Gullu Butt was the Pakistan all Pakistanis think the rest are like, while Malala was the Pakistan that most Pakistanis can’t agree that they should be like.

Gullu Butt was violence, but sanitised, TV-friendly, almost inconsequential violence. It was the sort of violence that was bad enough to be referenced in political debates and hilarious enough to put up on memes. Malala was agenda, whether it was her own tireless crusade to force us to give up our criminal negligence towards education, or viewed as an imposition of foreign thoughts by those who struggle to give up western ‘innovations’ themselves, like the computer, smart phone and the internet, which instead serve as a pulpit for their contradiction.

As you can see by our choices so far, we have avoided sentimentality in adjudicating these matchups. After all, the patently obnoxious Amir Liaquat won this last year.

But despite Gullu Butt’s giant-slaying in previous rounds, he doesn’t hope to stand a chance against Malala.

Gullu Butt, for all his current ubiquity, is a symbol of a slightly simpler past, when ‘miscreants’ resembled pehelwans, and not Baitullah.

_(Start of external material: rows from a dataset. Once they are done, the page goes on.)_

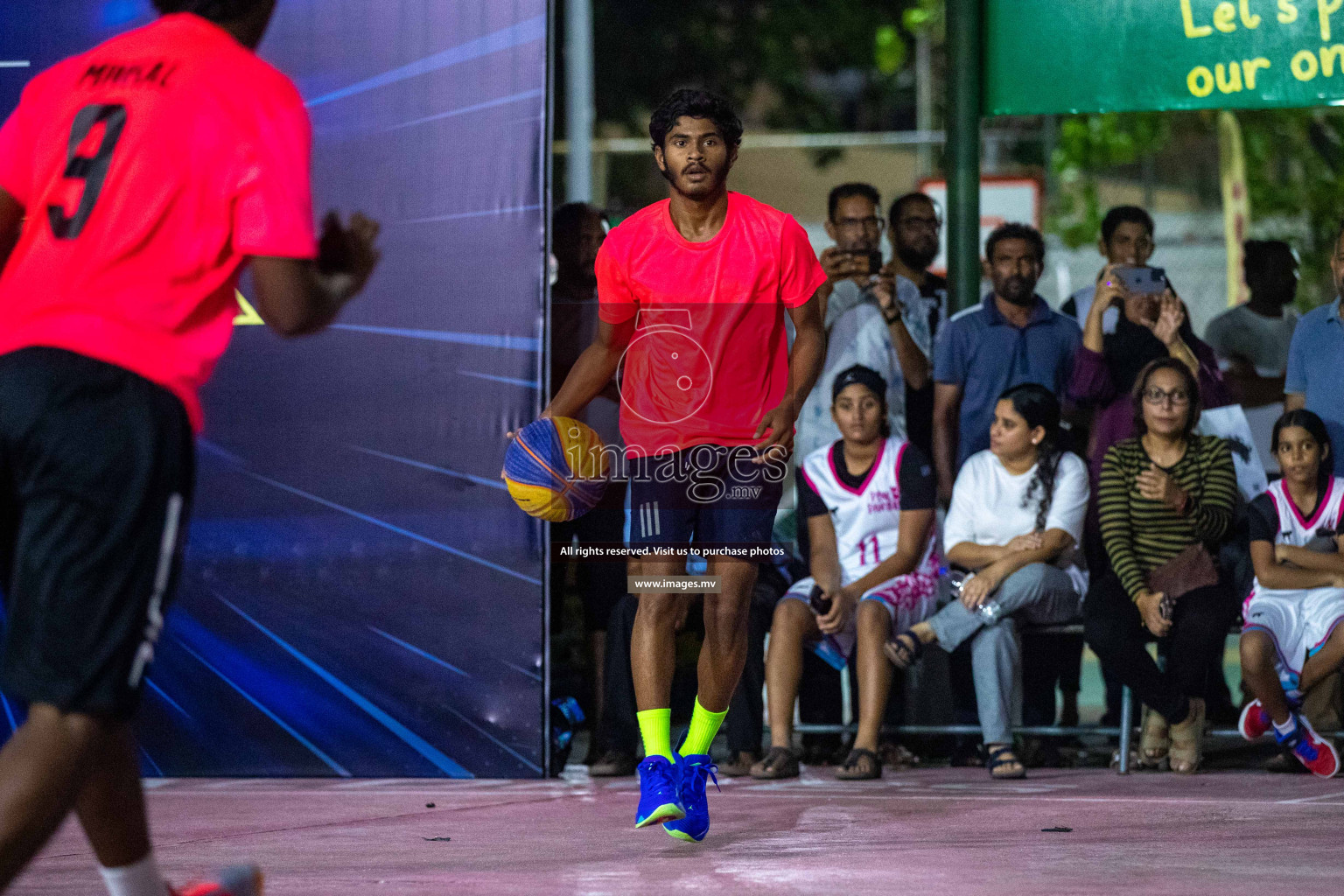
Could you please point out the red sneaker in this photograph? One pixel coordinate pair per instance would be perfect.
(1312, 750)
(1254, 722)
(240, 880)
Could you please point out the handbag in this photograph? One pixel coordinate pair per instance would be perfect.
(1190, 570)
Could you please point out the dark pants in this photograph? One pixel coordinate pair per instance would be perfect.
(744, 724)
(1117, 634)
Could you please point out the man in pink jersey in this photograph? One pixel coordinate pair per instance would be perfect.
(692, 293)
(136, 182)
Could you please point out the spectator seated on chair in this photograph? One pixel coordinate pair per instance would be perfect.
(869, 500)
(1293, 640)
(1166, 502)
(1016, 520)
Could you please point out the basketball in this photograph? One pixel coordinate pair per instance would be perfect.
(556, 469)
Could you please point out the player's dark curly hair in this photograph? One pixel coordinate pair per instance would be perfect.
(1040, 407)
(211, 10)
(695, 103)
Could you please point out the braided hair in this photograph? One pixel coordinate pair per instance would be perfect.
(1040, 407)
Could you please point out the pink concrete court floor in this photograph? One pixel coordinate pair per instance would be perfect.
(938, 830)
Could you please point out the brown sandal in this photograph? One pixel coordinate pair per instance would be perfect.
(781, 762)
(1187, 750)
(1155, 740)
(860, 765)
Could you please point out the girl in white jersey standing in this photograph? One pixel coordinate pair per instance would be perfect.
(869, 501)
(1293, 639)
(1016, 520)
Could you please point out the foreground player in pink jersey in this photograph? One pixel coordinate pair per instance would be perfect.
(136, 182)
(692, 296)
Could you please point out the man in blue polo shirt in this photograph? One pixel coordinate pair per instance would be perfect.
(1011, 338)
(1316, 360)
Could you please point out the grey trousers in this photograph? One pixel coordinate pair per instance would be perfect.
(1038, 594)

And as much as he is the incarnation of a certain Punjabi bumpkin stereotype, as a symbol there is only so far he can go.

Malala Yousufzai, who is still a teenager, has a long way to go yet, but she’s already overcome a fantastic amount.

After all, long before Aitzaz Hasan and the children of Army Public School, Pakistan used to claim that terrorists don’t attack schoolchildren. They would claim that Malala had staged being shot in the head herself, and that she wanted to bring a bad name to Pakistan. Fortunately, such parhay-likhay jahil are not the ones who need her as an inspiration.

In a country where the majority is under the age of 25, Malala is a symbol of fighting for something simple and essential for any society. She has shown not only the remarkable courage of young Pakistanis, but also shown that a young Pakistani girl can do more about the image of her country than a multitude of expensively remunerated politicians and strategists can.

Indeed, it will become increasingly hard to discuss why Pakistan doesn’t celebrate Malala, because she has become a hero for the world. Those who still can’t see that are advised to make provisions for a breathing apparatus as they continue to bury their head in the sand.